When the expedition finally sailed from LaRochelle in the summer of 1684, it quickly ran into trouble. La Salle, not trusting any of the captains aboard the ships, had tried to fix the location of the Mississippi all by himself. He had somehow hit on the correct latitude, but the longitude was beyond him. Since they had no correct course to sail by, the navigators of the little expedition ran too far south. One of the ships was captured by the Spanish off Santo Domingo, and not until December 28 did the others reach land, though the Mississippi was nowhere in sight. They had, in fact, landed in Matagorda Bay, halfway between today’s Galveston and Corpus Christi, on the Texas Gulf Coast, nearly 400 miles off their intended destination.
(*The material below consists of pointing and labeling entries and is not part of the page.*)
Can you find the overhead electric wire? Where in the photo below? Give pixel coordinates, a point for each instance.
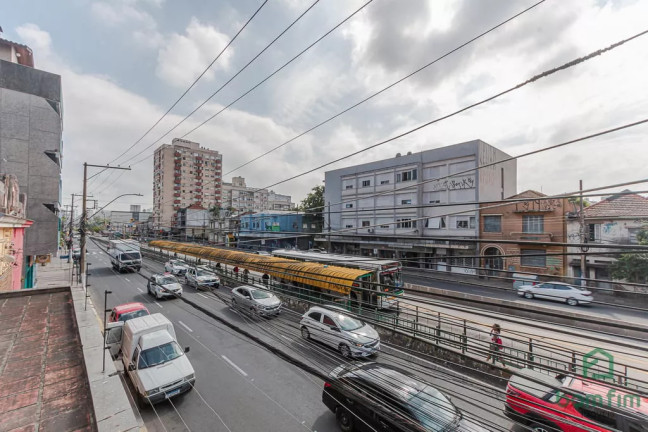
(256, 85)
(384, 89)
(192, 84)
(533, 79)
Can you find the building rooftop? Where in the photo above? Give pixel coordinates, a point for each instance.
(44, 383)
(626, 204)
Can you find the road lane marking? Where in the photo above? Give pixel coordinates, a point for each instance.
(185, 326)
(231, 363)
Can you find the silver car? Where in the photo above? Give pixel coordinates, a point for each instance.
(164, 285)
(571, 294)
(201, 278)
(351, 336)
(256, 300)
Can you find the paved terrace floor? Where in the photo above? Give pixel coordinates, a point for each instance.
(43, 384)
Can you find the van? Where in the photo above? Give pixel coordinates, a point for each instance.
(153, 360)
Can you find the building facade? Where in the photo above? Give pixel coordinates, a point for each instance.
(416, 207)
(239, 197)
(12, 233)
(531, 217)
(614, 220)
(273, 230)
(31, 146)
(184, 174)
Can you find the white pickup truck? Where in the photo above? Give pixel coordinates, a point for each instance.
(152, 357)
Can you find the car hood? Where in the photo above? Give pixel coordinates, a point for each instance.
(172, 287)
(272, 301)
(364, 334)
(165, 373)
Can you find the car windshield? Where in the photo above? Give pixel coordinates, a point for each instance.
(433, 409)
(348, 323)
(135, 314)
(260, 294)
(159, 354)
(129, 256)
(167, 280)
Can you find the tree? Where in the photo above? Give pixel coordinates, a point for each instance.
(633, 267)
(314, 201)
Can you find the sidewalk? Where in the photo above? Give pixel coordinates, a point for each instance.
(112, 409)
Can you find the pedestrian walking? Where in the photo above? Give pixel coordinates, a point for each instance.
(495, 344)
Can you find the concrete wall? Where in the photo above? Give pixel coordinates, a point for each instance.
(30, 125)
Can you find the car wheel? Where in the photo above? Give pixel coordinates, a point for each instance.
(345, 351)
(344, 419)
(572, 302)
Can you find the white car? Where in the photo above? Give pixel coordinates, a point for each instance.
(176, 267)
(164, 285)
(350, 336)
(201, 278)
(571, 294)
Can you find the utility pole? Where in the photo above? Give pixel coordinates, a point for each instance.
(84, 216)
(584, 237)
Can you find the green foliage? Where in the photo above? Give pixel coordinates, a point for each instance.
(314, 201)
(633, 267)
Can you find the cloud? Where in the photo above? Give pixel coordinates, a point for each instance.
(130, 14)
(184, 56)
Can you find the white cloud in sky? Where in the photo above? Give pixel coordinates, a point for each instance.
(184, 56)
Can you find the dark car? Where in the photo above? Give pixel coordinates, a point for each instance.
(380, 397)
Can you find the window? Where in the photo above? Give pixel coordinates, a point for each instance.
(533, 224)
(533, 258)
(405, 223)
(406, 176)
(328, 321)
(492, 223)
(435, 223)
(594, 232)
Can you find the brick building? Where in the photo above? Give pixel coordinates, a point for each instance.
(530, 217)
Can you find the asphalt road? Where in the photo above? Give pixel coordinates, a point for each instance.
(609, 311)
(243, 387)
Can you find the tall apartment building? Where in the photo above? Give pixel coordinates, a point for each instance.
(184, 174)
(417, 207)
(30, 147)
(242, 198)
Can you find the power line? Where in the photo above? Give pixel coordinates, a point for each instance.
(466, 108)
(388, 87)
(194, 82)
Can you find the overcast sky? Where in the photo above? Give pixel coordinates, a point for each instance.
(124, 62)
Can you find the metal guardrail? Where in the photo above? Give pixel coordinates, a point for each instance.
(448, 332)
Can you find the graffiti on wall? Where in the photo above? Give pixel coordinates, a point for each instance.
(454, 184)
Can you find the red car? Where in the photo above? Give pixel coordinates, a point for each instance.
(567, 403)
(128, 311)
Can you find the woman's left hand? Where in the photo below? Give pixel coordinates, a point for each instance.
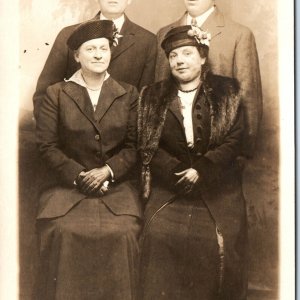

From that point on their problems only increased. One ship ran aground on a reef in the bay; Captain Beaujeu returned to France with another, and the last ship was finally wrecked during a storm. The expedition was now suddenly cut off from the world in a strange, hot land, surrounded by watchful and hostile Indians. They began building a stockade which they called, with great originality, Fort St. Louis; in the distance they could see herds of buffalo, but with Indians lurking everywhere, no one dared to venture out. Instead they lived on their supplies which they supplemented with occasional alligator meat.
La Salle was in complete despair. For the first time he had been entrusted with a royal commission, and here he was, failing dismally, having stranded the hopes of his king in the muddy flats of this bay. Some of his people were already dying of malarial fevers, and the recruits they had picked up in the West Indies with a promise of a share of the wealth to be won, were all thoroughly disillusioned and near mutiny. Everyone was angry at their arrogant leader who had involved them in this mad adventure which might now cost them their lives, not even to mention the promised fortunes.
But La Salle had been in dilemmas before, and he had always found a way out. This time there was all the more reason to come up with a solution, for the royal anger would surely fall heavily on the man who had so deceived his king. La Salle, therefore, set out with about twenty men, desperately hoping to find his way to the Mississippi and begin over again. Only this time his luck had run out permanently. Along the way his men got into a fight among themselves, and in the ensuing scuffle La Salle was shot to death.
When news of this fiasco finally reached France, Louis XIV, bitter and wounded in his pride, refused to permit any efforts to rescue the stranded party. But the Spanish government had already sent out a fleet to intercept the trespassers on New Spain; when they finally found the miserable little fort in Matagorda Bay, its walls had been broken down, the equipment and supplies scattered and burned, and only a few barely recognizable bodies were found. The Indians of the area had already ended this first invasion on New Spain.
Despite Louis XIV’s anger at having been misled by La Salle, the French government was not entirely willing to give up the advantages gained by his explorations. Fifteen years later, Pierre le Mogue, Sieur d’Iberville, sailed to the Gulf coast with four ships and 200 colonists. At a point where Biloxi now stands, they erected a fort and a small settlement. But like all small outposts, this little colony struggled from the beginning with the ever-present food shortages and the fever marshes in the area, until in 1710 they finally moved the settlement to the site of today’s Mobile. Eight years later New Orleans was begun, and that town soon became the center and capital of the Louisiana territory. The colony thereafter began to prosper and the population increased until, by 1731, La Salle’s dream had become reality. In that year, Louisiana contained about 5,000 white settlers and nearly 2,000 African slaves.
By that time the French had also begun to occupy the Great West. Within less than two decades after La Salle’s death, in fact, there already stretched a line of forts down the Illinois and Mississippi Rivers, which united the French possessions in Canada and Louisiana. In 1701, Detroit was fortified, and from there another line of forts extended westward from Lake Superior almost to the Rocky Mountains.